Oil production from fractured reservoirs can occur by spontaneous water imbibition and oil expulsion from the matrix into the fracture network. Injection of dilute surfactant can recover additional oil by lowering water-oil interfacial tension (IFT) or altering rock wettability, thereby enhancing countercurrent movement and accelerating gravity segregation. Modeling of such recovery mechanisms requires knowledge of temporal and spatial fluid distribution within porous media. In this study, dilute surfactant imbibition tests performed for vertically oriented carbonate cores of the Yates field were found to produce additional oil over brine imbibition. Computerized tomography (CT) scans were acquired at times during the imbibition process to quantify spatial fluid movement and saturation distribution, and CT results were in reasonable agreement with material balance information. Imbibition and CT-scan results suggest that capillary force and IFT gradient (Marangoni effect) expedited countercurrent movement in the radial direction within a short period, whereas vertical gravity segregation was responsible for a late-time ultimate recovery. Wett ability indices, determined by the U.S. Bureau of Mines centrifuge method, show that dilute surfactants have shifted the wetting characteristic of the Yates rocks toward less oil-wet. A numerical model was developed to simulate the surfactant imbibition experiments.

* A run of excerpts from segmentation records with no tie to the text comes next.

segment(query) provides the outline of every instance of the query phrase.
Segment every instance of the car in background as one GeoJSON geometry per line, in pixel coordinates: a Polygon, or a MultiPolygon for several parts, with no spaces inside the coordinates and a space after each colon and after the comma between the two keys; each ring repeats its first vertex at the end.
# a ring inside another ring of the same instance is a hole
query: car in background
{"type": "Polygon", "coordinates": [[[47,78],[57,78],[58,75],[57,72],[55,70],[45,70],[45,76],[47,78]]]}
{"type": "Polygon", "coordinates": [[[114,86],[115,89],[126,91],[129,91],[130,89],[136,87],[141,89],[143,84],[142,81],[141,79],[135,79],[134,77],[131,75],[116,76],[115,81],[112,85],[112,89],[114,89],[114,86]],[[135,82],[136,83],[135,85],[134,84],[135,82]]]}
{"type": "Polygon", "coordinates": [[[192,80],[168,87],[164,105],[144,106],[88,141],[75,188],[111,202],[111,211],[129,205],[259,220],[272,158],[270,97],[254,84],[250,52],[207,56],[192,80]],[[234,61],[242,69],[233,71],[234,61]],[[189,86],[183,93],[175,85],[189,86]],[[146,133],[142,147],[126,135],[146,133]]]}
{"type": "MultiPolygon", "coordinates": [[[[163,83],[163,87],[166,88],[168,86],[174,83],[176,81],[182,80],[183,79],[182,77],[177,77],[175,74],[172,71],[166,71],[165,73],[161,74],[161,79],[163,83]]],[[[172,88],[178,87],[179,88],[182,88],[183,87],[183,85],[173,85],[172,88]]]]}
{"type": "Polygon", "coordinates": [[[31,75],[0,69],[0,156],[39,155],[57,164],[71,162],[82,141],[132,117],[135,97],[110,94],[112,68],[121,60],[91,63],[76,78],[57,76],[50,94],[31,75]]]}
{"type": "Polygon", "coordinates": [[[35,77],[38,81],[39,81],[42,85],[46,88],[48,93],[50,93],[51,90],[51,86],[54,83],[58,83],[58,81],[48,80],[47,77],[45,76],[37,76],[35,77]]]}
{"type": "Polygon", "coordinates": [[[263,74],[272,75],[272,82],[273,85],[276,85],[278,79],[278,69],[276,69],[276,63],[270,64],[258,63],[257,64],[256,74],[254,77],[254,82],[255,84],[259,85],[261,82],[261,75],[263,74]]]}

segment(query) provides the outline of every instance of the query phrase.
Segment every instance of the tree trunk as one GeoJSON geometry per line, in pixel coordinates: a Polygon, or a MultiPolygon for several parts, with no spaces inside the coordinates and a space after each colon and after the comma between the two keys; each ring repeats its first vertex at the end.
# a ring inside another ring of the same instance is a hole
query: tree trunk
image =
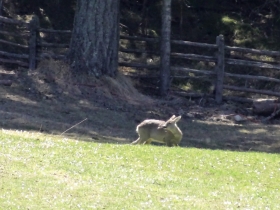
{"type": "Polygon", "coordinates": [[[167,94],[170,83],[171,0],[163,0],[161,25],[160,95],[167,94]]]}
{"type": "Polygon", "coordinates": [[[119,0],[78,0],[68,55],[73,70],[114,77],[118,47],[119,0]]]}

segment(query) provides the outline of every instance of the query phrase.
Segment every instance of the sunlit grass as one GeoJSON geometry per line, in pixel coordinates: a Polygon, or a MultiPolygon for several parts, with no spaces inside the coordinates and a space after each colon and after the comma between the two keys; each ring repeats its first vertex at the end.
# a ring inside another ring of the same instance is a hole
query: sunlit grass
{"type": "Polygon", "coordinates": [[[0,132],[1,209],[279,209],[280,157],[0,132]]]}

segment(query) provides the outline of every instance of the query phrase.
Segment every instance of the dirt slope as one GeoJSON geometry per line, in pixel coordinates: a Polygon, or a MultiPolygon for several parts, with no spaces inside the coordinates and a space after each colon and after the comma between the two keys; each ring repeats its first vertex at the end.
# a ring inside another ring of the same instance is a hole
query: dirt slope
{"type": "Polygon", "coordinates": [[[132,82],[83,77],[70,73],[62,62],[46,60],[37,70],[5,70],[0,79],[0,119],[4,129],[32,130],[72,136],[78,140],[130,143],[137,138],[135,127],[147,118],[168,119],[182,115],[178,123],[184,133],[182,146],[240,151],[280,152],[278,121],[263,125],[247,116],[237,124],[232,116],[237,105],[216,106],[211,100],[201,106],[170,94],[165,99],[139,93],[132,82]]]}

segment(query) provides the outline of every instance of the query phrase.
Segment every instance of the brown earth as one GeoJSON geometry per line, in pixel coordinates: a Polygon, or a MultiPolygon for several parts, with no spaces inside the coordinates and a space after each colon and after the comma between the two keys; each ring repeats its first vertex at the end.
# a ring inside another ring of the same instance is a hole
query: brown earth
{"type": "Polygon", "coordinates": [[[245,104],[218,106],[212,99],[190,100],[174,93],[160,99],[139,93],[122,74],[116,79],[72,75],[66,64],[53,60],[41,62],[35,71],[1,68],[0,79],[13,81],[0,85],[3,129],[128,144],[137,138],[135,127],[142,120],[175,114],[182,115],[181,146],[280,152],[279,121],[264,125],[245,104]],[[235,122],[236,114],[246,120],[235,122]]]}

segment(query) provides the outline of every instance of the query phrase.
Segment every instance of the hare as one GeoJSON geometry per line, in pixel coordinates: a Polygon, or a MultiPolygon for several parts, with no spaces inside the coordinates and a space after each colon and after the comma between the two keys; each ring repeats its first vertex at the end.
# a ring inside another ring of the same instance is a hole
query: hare
{"type": "Polygon", "coordinates": [[[139,138],[131,144],[150,144],[153,141],[167,146],[179,146],[183,133],[176,123],[180,119],[181,116],[173,115],[167,121],[144,120],[136,128],[139,138]]]}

A good agreement between simulated and experimental results was achieved with surfactant diffusion and transitioning of relative permeability and capillary pressure data as a function of IFT and surfactant adsorption. Single and multi-well pilot tests at Yates also demonstrated oil recovery improvement and water-oil-ratio reduction in response to dilute surfactant treatment.
The Yates field, discovered in 1926, is a massive naturally fractured carbonate reservoir located at the southern tip of the Central Basin Platform in the Permian Basin of West Texas. The main production comes from a 400-foot-thick of San Andres formation, which has average matrix porosity and permeability of 15% and 100 md, respectively, and a fracture permeability of greater than 1,000 md. The primary oil recovery mechanism at the Yates field is a gravity-dominated double displacement process in which the gas cap is inflated via nitrogen injection.
Previous viscous flooding experiments using Yates reservoir cores indicated that the injection of dilute surfactants resulted in improved oil recovery (IOR) when compared to injection of brine.1 However, in a fractured reservoir such as Yates, the success of surfactant flooding depends on how effectively the surfactant that resides in the fracture spaces can penetrate the matrix. Thus, static spontaneous imbibition was believed to better represent the fluid exchange between the rock matrix and fracture network. Spontaneous imbibition can be driven either by capillary or gravity forces and is a function of interfacial tension, wett ability, density difference, and characteristic pore radius.